Men's Rights Agency ~ Child Support

The Cost of the Child Support Scheme

Richard Cruickshank's letter to the Sydney Morning Herald & Melbourne Age in response to the recently announced CSA changes.

Bettina Arndt (2/10/97 SMH/Age) talks of the costly Child Support Scheme and questions whether the cost of collection can be justified. Bettina is on the right track but research reveals that the cost to all Australians is far greater than that.

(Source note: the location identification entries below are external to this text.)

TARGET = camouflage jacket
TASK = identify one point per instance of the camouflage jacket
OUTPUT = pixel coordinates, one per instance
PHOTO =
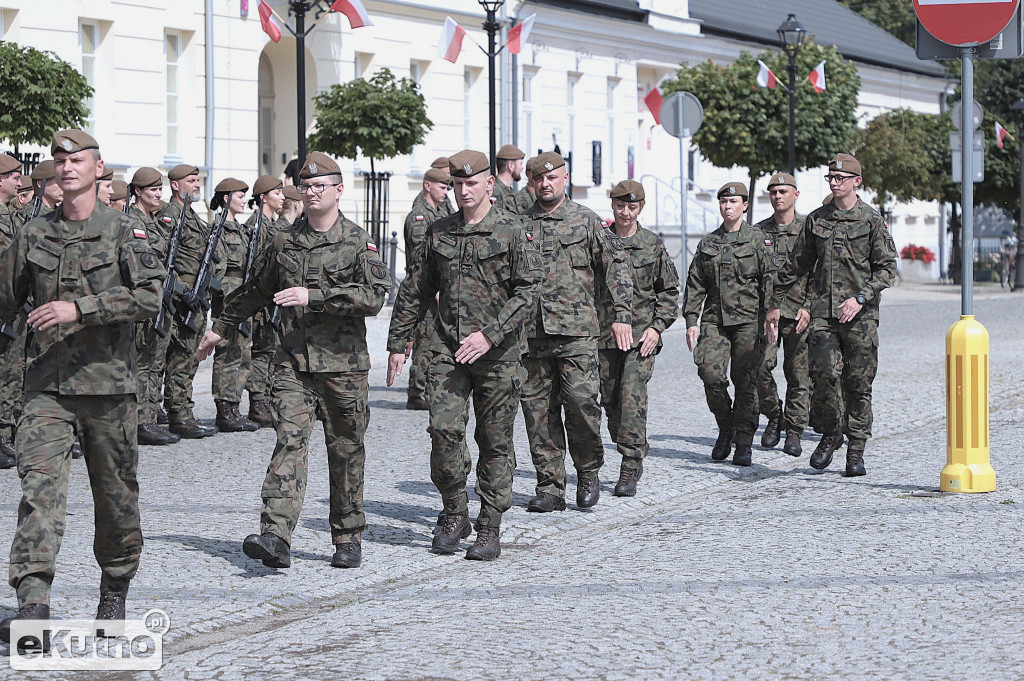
(346, 281)
(779, 241)
(105, 266)
(577, 253)
(486, 274)
(420, 217)
(729, 279)
(655, 288)
(844, 253)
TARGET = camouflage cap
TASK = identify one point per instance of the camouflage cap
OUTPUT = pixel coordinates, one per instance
(72, 140)
(778, 179)
(510, 153)
(181, 171)
(468, 163)
(732, 189)
(845, 163)
(266, 183)
(318, 164)
(546, 163)
(628, 190)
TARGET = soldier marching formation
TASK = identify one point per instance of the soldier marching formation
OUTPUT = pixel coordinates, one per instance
(511, 300)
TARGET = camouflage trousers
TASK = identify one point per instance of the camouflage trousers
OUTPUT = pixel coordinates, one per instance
(181, 367)
(562, 374)
(107, 427)
(339, 399)
(844, 360)
(737, 349)
(152, 359)
(796, 368)
(624, 395)
(495, 388)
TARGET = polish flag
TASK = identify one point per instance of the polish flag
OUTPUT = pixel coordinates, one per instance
(817, 77)
(765, 77)
(269, 24)
(353, 9)
(654, 101)
(451, 41)
(519, 34)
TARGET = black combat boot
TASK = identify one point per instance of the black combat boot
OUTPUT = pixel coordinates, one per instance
(486, 546)
(455, 529)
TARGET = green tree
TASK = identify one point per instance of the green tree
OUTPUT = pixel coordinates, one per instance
(381, 118)
(749, 126)
(39, 94)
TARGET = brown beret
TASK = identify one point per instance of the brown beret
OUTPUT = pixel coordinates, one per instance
(845, 163)
(181, 171)
(628, 190)
(546, 163)
(230, 184)
(146, 177)
(119, 190)
(72, 140)
(266, 183)
(510, 153)
(468, 163)
(8, 163)
(733, 189)
(778, 179)
(318, 164)
(44, 171)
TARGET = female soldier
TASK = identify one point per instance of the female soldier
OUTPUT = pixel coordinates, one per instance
(727, 289)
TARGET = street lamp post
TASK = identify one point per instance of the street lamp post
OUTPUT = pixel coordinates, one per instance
(792, 35)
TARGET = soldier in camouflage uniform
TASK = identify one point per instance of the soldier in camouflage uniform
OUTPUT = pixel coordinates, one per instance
(726, 289)
(781, 230)
(429, 206)
(181, 362)
(92, 274)
(848, 254)
(655, 299)
(578, 253)
(327, 278)
(484, 268)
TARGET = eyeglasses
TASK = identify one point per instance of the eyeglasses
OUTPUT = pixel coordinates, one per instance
(314, 188)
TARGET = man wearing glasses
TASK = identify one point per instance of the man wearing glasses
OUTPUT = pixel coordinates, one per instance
(846, 249)
(327, 277)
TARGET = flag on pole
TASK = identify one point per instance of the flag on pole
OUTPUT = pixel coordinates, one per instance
(269, 24)
(353, 9)
(765, 77)
(817, 77)
(654, 101)
(451, 42)
(519, 34)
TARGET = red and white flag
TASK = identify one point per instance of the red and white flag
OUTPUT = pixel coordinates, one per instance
(817, 77)
(353, 9)
(451, 41)
(765, 77)
(269, 24)
(519, 34)
(654, 101)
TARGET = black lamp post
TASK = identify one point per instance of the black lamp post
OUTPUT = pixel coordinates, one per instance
(792, 35)
(492, 26)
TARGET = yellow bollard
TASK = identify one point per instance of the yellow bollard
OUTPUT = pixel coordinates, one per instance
(968, 467)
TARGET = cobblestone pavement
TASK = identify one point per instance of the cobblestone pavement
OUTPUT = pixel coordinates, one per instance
(712, 571)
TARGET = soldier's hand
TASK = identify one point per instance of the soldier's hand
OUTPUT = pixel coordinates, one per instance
(472, 348)
(52, 313)
(395, 362)
(623, 333)
(297, 296)
(210, 341)
(648, 342)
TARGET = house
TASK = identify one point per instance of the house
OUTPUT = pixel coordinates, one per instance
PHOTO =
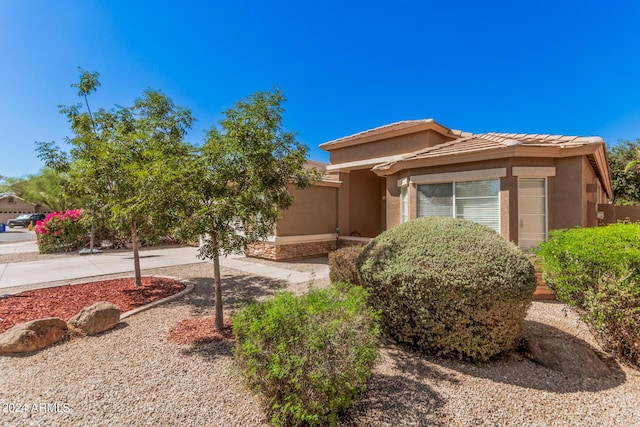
(521, 185)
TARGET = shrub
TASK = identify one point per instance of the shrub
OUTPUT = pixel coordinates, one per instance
(62, 232)
(342, 265)
(307, 356)
(597, 271)
(451, 287)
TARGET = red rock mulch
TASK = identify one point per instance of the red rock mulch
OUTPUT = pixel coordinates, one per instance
(66, 301)
(199, 330)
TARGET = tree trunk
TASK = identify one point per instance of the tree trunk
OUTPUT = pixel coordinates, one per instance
(219, 322)
(92, 237)
(136, 255)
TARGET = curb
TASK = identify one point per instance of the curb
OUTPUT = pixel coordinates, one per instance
(188, 289)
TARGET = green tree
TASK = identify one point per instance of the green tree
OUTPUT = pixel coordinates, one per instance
(241, 178)
(625, 176)
(125, 163)
(49, 188)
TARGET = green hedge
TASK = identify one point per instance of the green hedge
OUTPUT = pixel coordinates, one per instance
(597, 270)
(308, 357)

There are three costs associated with Child Support:

  1. Social Cost
    The laws covering the scheme are totally undemocratic, biased against non-custodial parents (92% men) and very divisive as they deliberately bind parents together in a continuing and potentially hostile relationship for life, arbitrated by Public Servants of all people. This is certainly not in the interest of any children, who were supposed to be the beneficiaries.
  2. Monetary Cost
    The child support formulae is nothing but harsh taxation levied upon non-custodial parents at unreasonably high levels and subject to increase at will by custodial parents through the Child Support Review Office, which is nothing more than a "Kangaroo court" without any conscience. The means that the incentive to work or carrying out business activities is seriously diminished. Independent research reveals that more than 18% of the 462,000 non-custodial parents are unemployed and 5% or 23,000 have ceased all business activities which in turn employs others. Taking into account public service propaganda of falsely claimed social security clawbacks, the taxpayer will still pay a well hidden $1,500 million for this so called family service in 1997/98.
  3. Political Cost
    History has shown any Governments that attempts to impose harsh, discriminatory taxes and or meddle in and control citizen's daily lives in this way is in for a rude awakening. By the end of this Governments second term, they will have to answer to more than 800,000 very angry non-custodial parents, mostly dads, thousands of whom don't even have access to their children. Add to this, taxpayers who will get the waste bill totalling $7,400 million for the 160,000 unemployed non-custodial parents who have no incentive to work or even live for that matter.

No country can afford the economic and social cost of biased socialist ideologies as applied by the previous Labour Government who already received severe punishment from voters at the last election.

What's wrong with each parent being responsible for their share of 'the basic cost' of maintaining their children.

Richard A. Cruickshank
Richard is a director of Property Investment Research Pty. Ltd. Melbourne.